She slid her phone into her pocket, pleased to shed that persona. It had been interesting but she had no use for it now. She had personal access to Kathleen.
Today, she had to plan her next date with her on Wednesday. There could be no more lapses like last night.
Marise cleared the bourbon glass and set it in the sink, then unwrapped her tool roll containing her instruments: micro screwdrivers, SIM extractor, signal sniffer and flash jacks. Everything she needed to dissect secrets without leaving a mark.She moved quickly—she’d tracked corporate surveillance tech before. Most had black-market SIMs and cheap directional mics.
She picked up the bug she’d extracted from Kathleen’s phone and turned it over in her hand. It was small, flat, and matte black. Designed to blend in and not cheap. She clipped it to a micro-USB adapter and opened the burner laptop she kept as a spare. The screen flared a dull green as she ran a passive diagnostic. There was no interface, merely lines of raw code and signal data. The bug sent out short bursts every six hours, recording audio and tracking location. Everything was packed into encrypted messages before being sent out.
She opened a terminal window and dumped the last few logs into a folder and ran a scan. The server it was talking to was masked—routed through three relays, the final endpoint landing on a familiar hostname: apexa-data.com.
She pulled up the registration record.
The domain belonged to a holding company: Torcal Services Ltd., registered in Wyoming, backed by a silent partner with a listed office in Houston, Texas. On paper, it was an independent logistics firm. But Marise knew better. Torcal was a known shell. She’d crossed paths with it two years ago during an intel contract in Alberta.
It funnelled money for Pelmax Petroleum.
A private oil consortium—old money, politically connected, and aggressive when it came to emerging energy threats. Pelmax operated quietly behind lobbying groups, but they had a history of coercing or buying out promising tech before it could disrupt their dominance. In one case, they’d bankrupted a startup that had developed super batteries. They bought the patent and buried the research.
Pelmax must believe Kathleen’s invention could be a viable replacement for energy sources. That’s why someone planted a bug in her phone.
It wasn’t about gathering data. It was about getting control of the product. And when money didn’t work, the company was known to use more forceful means.
Marise leaned back in her chair. If Pelmax was worried, she may be under surveillance from other companies.
She snapped the laptop shut, stood, and stared out the window at the city’s lights chewing up electricity. If Kathleen could come up with a cheaper and better alternative to producing power, it would be worth trillions. If she walked away now, they’d send someone else who wouldn't care how brilliant or sweet or strange Kathleen was, only what she was worth if silenced.

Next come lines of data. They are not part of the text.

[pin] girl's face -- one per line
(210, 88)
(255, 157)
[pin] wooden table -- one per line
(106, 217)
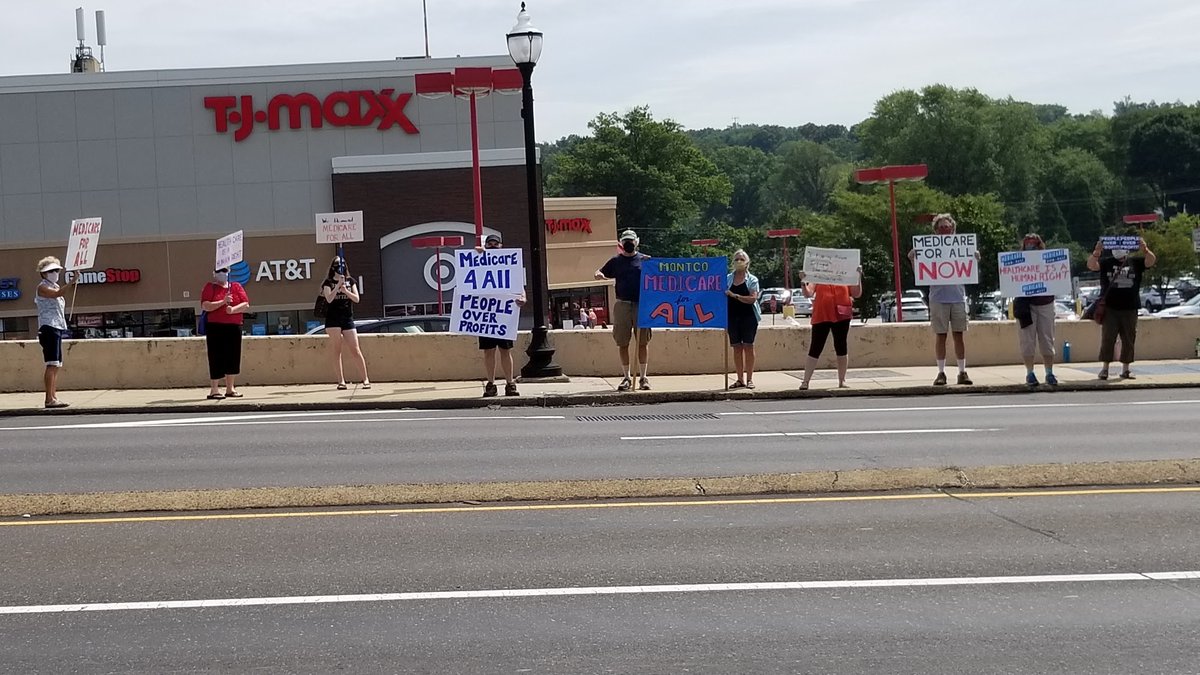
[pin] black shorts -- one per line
(493, 342)
(51, 339)
(345, 322)
(743, 329)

She crossed to the closet, unlatched the floor safe, and dropped the bug inside. It was time she found out exactly what Kathleen was doing in her lab.
Marise spent the rest of the day on her laptop, surrounded by coffee cups. She trawled everything she could find with Kathleen’s name on it: academic listings, old grant records, committee minutes, obscure conference abstracts. She read through dry white papers on soil conductivity, chloroplast repair, and hybrid moss ecosystems.
Nothing connected.
No patents. No test trials or open datasets.
The woman had left fewer digital footprints than a ghost. Even her academic citations were vague. “Collaborative ecological systems” was the most concrete description she could find, if that signified anything at all.
Marise knew what this meant.
Kathleen’s work was deliberately shrouded. Unpublished yet and almost certainly unregistered. Hidden even from colleagues and her board. Pelmax had employed her on hearsay, since no one outside the lab had any idea what was going on. Maybeit had nothing to do with energy replacement—it might be a different product altogether.
Marise pinched the bridge of her nose and sighed. No amount of trolling through university records was going to help. Kathleen had built walls around her work that only physical access could breach. The woman wasn’t anyone’s fool; she knew how to hide her work.
Marise needed to get inside the lab. That meant a passcode, a keycard or something.
And the only realistic way to get that was through Ted.
He was enthusiastic, and liked her a lot. At dinner on Thursday, he’d probably tell her the lab security policy between appetizers and dessert if she played it right. He’d also know what firm cleaned the lab.
Marise closed the laptop with a click.
There was still Wednesday night with Kathleen.
CHAPTER TWENTY
Kathleen stood at the kitchen bench, fussing with the salad tongs for no good reason. The vinaigrette had already been whisked, the table set, the wine uncorked. She’d even folded the napkins neatly. Twice.
Veronica wasn’t due for ten minutes, but her nerves had arrived early.
This wasn’t new anymore. It wasn’t awkward or experimental for they’d crossed that threshold. What lingered now was expectation. Not pressure exactly—Veronica never pushed—but it was a weight Kathleen placed on herself. To show she could meet the intimacy, not submit to it but to reciprocate.